Green Cinema
- Green Cinema before it closed in 1987
- Interactive map of Green Cinema
- Address: 127 St. Stephen's Green Dublin Ireland
- Owner: St. Stephen's Green Company
- Capacity: 1,500
- Type: Cinema
- Current use: Demolished

Construction
- Opened: 18 December 1935
- Closed: 1987
- Architects: Jones and Kelly

= Green Cinema =

The Green Cinema was a film theatre that operated in Dublin, Ireland from 1935 until its closure in 1987.

Originally known as the Stephen's Green Cinema, it was located on the west side of St Stephen's Green.

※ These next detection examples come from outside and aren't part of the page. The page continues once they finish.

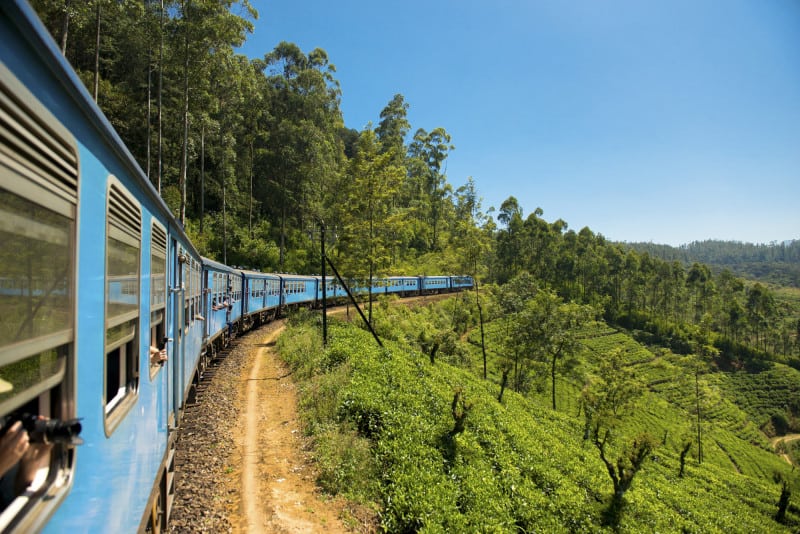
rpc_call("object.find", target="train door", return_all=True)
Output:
[167,239,185,428]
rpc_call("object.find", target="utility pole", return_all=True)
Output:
[319,219,328,347]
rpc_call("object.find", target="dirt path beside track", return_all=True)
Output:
[240,325,347,533]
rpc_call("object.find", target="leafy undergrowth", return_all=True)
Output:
[279,312,800,532]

It opened on 18 December 1935 in an official ceremony performed by the Lord Mayor of Dublin, Alfie Byrne. The Green was designed by architects Jones and Kelly and had a seating capacity of 1,500. Some seats were equipped with a Fortephone apparatus which enabled deaf patrons to hear the soundtrack. The first film to be screened at the Green was Paris Love Song, starring Mary Ellis and Tullio Carminati.

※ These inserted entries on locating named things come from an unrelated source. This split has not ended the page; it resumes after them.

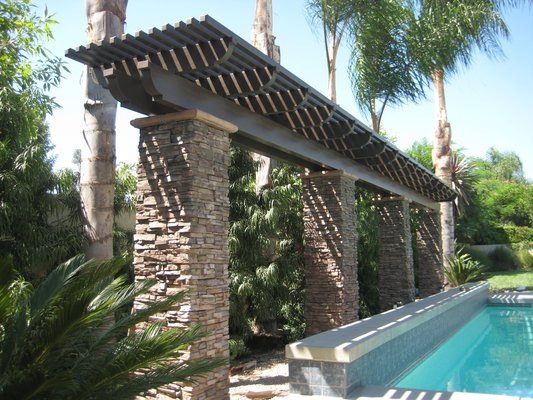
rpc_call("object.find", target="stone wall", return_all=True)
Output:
[302,171,359,335]
[376,199,415,311]
[132,110,236,400]
[413,210,444,297]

In October 1987, the Green Cinema was purchased by the Dublin hotelier, PV Doyle, for £1.5m. The cinema was demolished shortly afterwards and the site remained derelict until 2002, when work began on the construction of a new office block. In 2005, the new building was leased by Bank of Scotland (Ireland) as their Irish headquarters.